Bellevue, a New York City Health and Hospitals Corporation facility and the oldest public hospital in the country, sits in a flood zone and by Wednesday had collected an estimated 17 million gallons of water in its basement. The flooding damaged critical fuel systems for the hospital’s backup generators that were running on higher floors because main power to the area was out.

“To evacuate any hospital, especially one like Bellevue, is not made lightly,” said HHC President Alan Aviles at a press conference Wednesday evening. He said that the damage to the hospital was extensive, and while he could not give a specific cost or time estimate yet, he said, “If we are back in operation in two or three weeks, we’ll be doing very well.”

Aviles said that patients would be going to “any hospital you can think of,” without specifying their destinations. He said that in working with the city and state health departments as well as the Greater New York Hospital Association — a trade group for state hospitals —nearly all the necessary beds had been found. Aviles said that the evacuation would likely be completed by Thursday.

He added that family and friends would be notified as to where their loved ones were moved and that in the coming days HHC would work with the city’s 311 telephone information system to help family and friends to locate loved ones.

Hospital staffs around the city had been working since Sunday, while ambulance drivers from around the country had driven hours to get to storm-sieged New York City. And while many were evidently exhausted, they didn’t waver.

One EMT, Marcus Jones, 31, drove 15 hours on Sunday from Eerie, Indiana, to help, as part of a seven-ambulance fleet.

“It’s trying. We’ve gone a while without hot food or water,” he said. But Jones, who said he also helped evacuate people during Hurricane Katrina, wouldn’t complain. “We’re here for a purpose.”

A total of 725 patients were at the hospital at the time the storm hit on Monday, and while many were evacuated and transferred to other hospitals, Aviles said that “a significant number” of other patients were safely discharged. One, Michael Harris, 44, had been at Bellevue for three weeks following an assault. By Wednesday, he was stable but said he wished he had more time to recuperate.

“I need a little more time to get things situated,” he said with his bag of personal items and hospital bracelet on his wrist. “Now that’s kind of iffy.”

Unlike NYU’s, Bellevue’s generators were not placed in the basement of the hospital. But the emergency fuel pumps that fed the generators were, forcing a unit of over 100 National Guard members to manually carry five-gallon pails of fuel up flights of stairs in a “human bucket brigade” to keep the hospital running.

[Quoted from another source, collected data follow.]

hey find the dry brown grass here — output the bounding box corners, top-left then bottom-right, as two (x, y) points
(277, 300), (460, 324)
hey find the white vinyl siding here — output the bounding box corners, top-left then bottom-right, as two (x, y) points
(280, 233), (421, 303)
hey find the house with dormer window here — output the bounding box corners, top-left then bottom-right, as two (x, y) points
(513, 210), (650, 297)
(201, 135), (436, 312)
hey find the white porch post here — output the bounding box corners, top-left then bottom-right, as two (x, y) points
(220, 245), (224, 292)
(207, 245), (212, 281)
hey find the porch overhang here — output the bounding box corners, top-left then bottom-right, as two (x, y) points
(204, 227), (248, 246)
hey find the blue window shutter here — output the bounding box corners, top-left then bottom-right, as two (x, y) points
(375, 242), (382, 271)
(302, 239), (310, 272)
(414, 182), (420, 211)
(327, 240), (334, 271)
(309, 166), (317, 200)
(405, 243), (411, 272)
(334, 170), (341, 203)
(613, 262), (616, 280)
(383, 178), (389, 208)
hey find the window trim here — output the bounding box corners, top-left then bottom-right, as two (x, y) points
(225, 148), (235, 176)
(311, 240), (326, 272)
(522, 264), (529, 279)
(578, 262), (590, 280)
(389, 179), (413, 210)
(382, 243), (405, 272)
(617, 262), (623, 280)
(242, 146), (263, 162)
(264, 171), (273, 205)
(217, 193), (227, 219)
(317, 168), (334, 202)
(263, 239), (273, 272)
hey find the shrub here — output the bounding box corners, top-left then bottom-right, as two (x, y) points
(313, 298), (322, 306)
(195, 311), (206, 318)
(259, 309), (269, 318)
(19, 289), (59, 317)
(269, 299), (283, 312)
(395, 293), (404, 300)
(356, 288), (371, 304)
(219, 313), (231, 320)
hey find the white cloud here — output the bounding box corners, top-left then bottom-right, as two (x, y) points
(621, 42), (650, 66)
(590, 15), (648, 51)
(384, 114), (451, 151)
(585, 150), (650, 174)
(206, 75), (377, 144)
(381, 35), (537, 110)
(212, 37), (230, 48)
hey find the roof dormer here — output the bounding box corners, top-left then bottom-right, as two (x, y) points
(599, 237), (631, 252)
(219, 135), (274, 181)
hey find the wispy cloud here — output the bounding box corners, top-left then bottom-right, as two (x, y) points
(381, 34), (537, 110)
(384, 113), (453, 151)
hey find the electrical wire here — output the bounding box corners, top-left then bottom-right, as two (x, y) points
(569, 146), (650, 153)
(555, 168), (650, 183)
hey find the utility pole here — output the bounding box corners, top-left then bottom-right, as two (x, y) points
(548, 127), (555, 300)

Aviles said after the conference that the hospital’s main focus was to complete the evacuation, but suggested that emergency systems may need to be reevaluated in the future.

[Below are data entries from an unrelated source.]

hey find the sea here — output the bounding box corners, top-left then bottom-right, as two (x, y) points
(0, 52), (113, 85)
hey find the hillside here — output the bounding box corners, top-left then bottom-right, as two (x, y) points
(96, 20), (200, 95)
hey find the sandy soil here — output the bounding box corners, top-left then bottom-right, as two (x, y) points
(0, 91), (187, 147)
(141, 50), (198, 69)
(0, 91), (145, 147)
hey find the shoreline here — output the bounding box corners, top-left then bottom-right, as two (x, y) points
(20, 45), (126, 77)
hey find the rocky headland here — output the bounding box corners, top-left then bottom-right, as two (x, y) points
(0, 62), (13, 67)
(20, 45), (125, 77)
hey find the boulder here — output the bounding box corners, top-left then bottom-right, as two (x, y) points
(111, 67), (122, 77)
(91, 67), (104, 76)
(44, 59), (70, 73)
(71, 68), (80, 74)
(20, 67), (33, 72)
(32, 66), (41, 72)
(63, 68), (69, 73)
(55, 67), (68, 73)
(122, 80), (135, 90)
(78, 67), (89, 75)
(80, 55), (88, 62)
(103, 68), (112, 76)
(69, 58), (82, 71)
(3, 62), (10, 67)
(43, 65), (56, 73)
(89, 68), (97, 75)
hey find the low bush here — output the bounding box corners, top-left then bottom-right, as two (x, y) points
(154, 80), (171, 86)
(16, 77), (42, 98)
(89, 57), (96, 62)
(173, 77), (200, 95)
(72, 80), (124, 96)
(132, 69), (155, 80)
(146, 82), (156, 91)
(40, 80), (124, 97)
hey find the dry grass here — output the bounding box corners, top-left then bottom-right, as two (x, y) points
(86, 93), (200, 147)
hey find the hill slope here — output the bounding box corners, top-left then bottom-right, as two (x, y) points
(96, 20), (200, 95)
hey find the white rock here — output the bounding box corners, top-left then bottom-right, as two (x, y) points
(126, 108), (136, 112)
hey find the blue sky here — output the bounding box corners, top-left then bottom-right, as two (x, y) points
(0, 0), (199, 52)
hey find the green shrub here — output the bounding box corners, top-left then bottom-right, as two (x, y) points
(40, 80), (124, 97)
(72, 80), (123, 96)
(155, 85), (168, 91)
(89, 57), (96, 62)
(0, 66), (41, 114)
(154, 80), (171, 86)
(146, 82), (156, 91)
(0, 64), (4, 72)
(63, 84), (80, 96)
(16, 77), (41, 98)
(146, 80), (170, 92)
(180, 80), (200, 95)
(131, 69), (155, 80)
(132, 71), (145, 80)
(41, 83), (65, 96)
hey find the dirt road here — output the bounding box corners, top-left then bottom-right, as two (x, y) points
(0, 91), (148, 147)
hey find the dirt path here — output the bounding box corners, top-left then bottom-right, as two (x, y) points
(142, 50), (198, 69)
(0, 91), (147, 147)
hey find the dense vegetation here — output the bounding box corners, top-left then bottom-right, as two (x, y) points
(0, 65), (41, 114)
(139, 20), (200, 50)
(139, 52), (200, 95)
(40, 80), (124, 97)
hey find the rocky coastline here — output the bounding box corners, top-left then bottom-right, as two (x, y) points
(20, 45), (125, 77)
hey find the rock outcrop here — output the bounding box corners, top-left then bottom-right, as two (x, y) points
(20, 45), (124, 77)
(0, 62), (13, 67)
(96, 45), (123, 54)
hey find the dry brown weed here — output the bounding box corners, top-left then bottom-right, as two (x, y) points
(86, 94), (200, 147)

“I don’t doubt that after a storm of this magnitude there will be lessons learned that affect how we go moving forward,” he said.

Many health policy experts have urged that hospitals susceptible to flooding move their backup generators and critical emergency fuel systems to higher ground to avoid situations like these.

“Hospital preparedness and well-functioning backup systems are a costly distraction from daily business, until they are needed. Like now,” tweeted Arthur Kellermann Monday night during the crisis at NYU Langone.

He said in an interview Tuesday that he didn’t have any knowledge of specific New York City hospitals, and that his comment reflected a national problem. But he added that even “a decade after Katrina we still have backup systems in the basement that are subject to flooding.”